Mari L. McCarthy, Author of Journaling Power: How To Create The Happy, Healthy Life You Want To Live

Mari L. McCarthy, Author of Journaling Power: How To Create The Happy, Healthy Life You Want To Live


Journaling Power: How To Create The Happy, Healthy Life You Want To Live

Journaling Power: How To Create The Happy, Healthy Life You Want To Live


Marc Reklau – A Jack of Many Habits

What post about success habits can be complete without the advice from the author of a book about habits? The last author to weigh in on this post is Marc Reklau, author of 30 Days – Change your habits, Change your life: A couple of simple steps every day to create the life you want.

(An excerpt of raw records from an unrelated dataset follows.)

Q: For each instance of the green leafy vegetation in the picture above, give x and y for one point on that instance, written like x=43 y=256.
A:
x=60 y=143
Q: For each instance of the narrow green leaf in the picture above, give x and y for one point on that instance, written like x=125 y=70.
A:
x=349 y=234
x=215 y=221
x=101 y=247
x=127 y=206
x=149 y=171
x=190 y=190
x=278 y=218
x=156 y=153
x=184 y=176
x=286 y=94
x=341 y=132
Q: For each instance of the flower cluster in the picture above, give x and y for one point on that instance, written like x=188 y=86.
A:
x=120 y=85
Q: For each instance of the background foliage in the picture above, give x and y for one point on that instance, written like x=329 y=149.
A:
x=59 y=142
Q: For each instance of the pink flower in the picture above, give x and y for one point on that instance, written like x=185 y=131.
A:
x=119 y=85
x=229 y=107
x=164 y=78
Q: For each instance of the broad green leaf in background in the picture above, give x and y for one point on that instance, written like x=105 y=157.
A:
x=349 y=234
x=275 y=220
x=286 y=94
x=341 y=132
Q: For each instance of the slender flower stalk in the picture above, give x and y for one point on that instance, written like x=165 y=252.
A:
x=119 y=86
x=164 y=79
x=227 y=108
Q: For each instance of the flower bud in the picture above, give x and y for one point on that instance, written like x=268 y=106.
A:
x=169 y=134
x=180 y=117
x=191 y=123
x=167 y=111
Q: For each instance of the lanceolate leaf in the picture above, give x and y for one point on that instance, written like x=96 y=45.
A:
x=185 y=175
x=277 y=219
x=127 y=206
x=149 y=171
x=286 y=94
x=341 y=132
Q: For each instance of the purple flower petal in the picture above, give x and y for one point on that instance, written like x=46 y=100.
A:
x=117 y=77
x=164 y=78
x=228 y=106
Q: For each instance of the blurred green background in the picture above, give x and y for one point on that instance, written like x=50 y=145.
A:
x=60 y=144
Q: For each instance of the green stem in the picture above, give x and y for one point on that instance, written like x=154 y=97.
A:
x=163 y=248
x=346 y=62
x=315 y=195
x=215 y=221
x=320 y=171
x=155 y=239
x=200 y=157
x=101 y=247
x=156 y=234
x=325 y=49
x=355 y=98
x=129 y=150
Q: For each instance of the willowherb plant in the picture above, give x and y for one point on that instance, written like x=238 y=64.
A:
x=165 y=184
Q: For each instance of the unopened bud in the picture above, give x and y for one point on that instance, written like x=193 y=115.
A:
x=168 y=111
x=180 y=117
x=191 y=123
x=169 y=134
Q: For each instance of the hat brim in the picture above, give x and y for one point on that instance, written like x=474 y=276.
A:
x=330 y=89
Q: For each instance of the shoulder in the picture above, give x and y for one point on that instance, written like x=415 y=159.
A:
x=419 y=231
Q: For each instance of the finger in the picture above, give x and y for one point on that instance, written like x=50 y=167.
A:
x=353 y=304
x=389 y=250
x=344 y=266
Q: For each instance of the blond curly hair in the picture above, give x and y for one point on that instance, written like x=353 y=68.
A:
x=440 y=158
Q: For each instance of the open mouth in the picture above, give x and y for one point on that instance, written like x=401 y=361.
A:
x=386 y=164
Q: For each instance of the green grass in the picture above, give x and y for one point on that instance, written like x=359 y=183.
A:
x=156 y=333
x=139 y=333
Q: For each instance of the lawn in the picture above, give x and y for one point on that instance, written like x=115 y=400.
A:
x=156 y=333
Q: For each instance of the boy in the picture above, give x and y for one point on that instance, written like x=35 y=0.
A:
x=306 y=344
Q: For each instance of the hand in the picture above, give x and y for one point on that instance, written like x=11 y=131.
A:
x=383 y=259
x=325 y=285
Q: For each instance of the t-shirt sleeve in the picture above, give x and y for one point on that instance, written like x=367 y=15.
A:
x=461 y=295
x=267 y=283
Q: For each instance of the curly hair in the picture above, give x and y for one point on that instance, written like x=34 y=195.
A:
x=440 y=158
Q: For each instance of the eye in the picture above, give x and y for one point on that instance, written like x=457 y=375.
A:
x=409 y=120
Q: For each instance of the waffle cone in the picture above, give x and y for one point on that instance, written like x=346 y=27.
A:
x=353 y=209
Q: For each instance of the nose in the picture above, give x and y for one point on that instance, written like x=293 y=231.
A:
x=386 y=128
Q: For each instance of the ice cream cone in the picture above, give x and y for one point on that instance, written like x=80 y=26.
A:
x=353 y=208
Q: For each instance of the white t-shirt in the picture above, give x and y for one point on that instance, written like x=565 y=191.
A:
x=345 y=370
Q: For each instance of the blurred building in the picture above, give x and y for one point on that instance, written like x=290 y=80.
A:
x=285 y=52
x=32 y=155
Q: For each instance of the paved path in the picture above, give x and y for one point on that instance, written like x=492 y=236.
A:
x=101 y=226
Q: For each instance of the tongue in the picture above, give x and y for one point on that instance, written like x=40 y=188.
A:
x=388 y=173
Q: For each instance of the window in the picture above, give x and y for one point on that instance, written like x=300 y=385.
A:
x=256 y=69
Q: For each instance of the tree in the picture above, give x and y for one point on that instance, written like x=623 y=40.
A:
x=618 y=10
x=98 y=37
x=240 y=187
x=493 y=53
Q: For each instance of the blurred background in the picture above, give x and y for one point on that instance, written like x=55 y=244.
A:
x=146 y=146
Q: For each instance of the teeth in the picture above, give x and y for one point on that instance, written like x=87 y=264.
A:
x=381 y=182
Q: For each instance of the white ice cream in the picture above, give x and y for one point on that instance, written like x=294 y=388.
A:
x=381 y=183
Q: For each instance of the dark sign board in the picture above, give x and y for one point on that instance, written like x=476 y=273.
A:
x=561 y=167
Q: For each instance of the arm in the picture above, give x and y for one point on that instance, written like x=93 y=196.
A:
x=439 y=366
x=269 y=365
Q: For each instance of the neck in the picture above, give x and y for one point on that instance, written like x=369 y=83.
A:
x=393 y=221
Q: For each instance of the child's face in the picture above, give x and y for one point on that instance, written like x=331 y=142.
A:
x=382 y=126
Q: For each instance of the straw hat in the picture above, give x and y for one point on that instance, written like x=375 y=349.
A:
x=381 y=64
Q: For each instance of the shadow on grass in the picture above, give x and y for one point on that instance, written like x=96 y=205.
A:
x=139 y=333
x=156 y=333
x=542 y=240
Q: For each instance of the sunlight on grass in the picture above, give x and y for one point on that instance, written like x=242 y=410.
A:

Is there a Golden Ticket habit for author success? Not really, says Marc. “It’s difficult to narrow it down to one habit. It was rather a combination of many success habits like consistency, hard work, continuous learning, learning from authors that are at a point where you want to be one day.”

And that is a success habit to nurture right there – life-long learning. Successful people understand that knowledge is crucial for helping them achieve their goals. They stay up to date on relevant industry information, current trends, and innovations. This is built into their daily routine.

“I think [these habits] made me successful because above all I never gave up. And while I was trying other things like creating online courses, coaching, speaking, etc. I was always obsessed with making a lot of money with my book royalties and didn’t stop until I made it.”

Suggested Success Habits for New and Aspiring Writers

“I can only repeat myself. The best tips I can give you is to keep on learning, learn from the best and never ever give up. You might have to change or adapt plans but keep going.”

Marc Reklau, International Bestselling Author

Marc Reklau, International Bestselling Author


30 Days - Change your habits, Change your life: A couple of simple steps every day to create the life you want

30 Days – Change your habits, Change your life: A couple of simple steps every day to create the life you want

Make 2021 Yours with These New Success Habits

Did you find some new habits you’d like to form in these author stories and advice? I don’t know about you, but what I found surprising was how simple and timeless the advice was. These authors did not reinvent the wheel with their success habits. They did what has always worked … and so can you.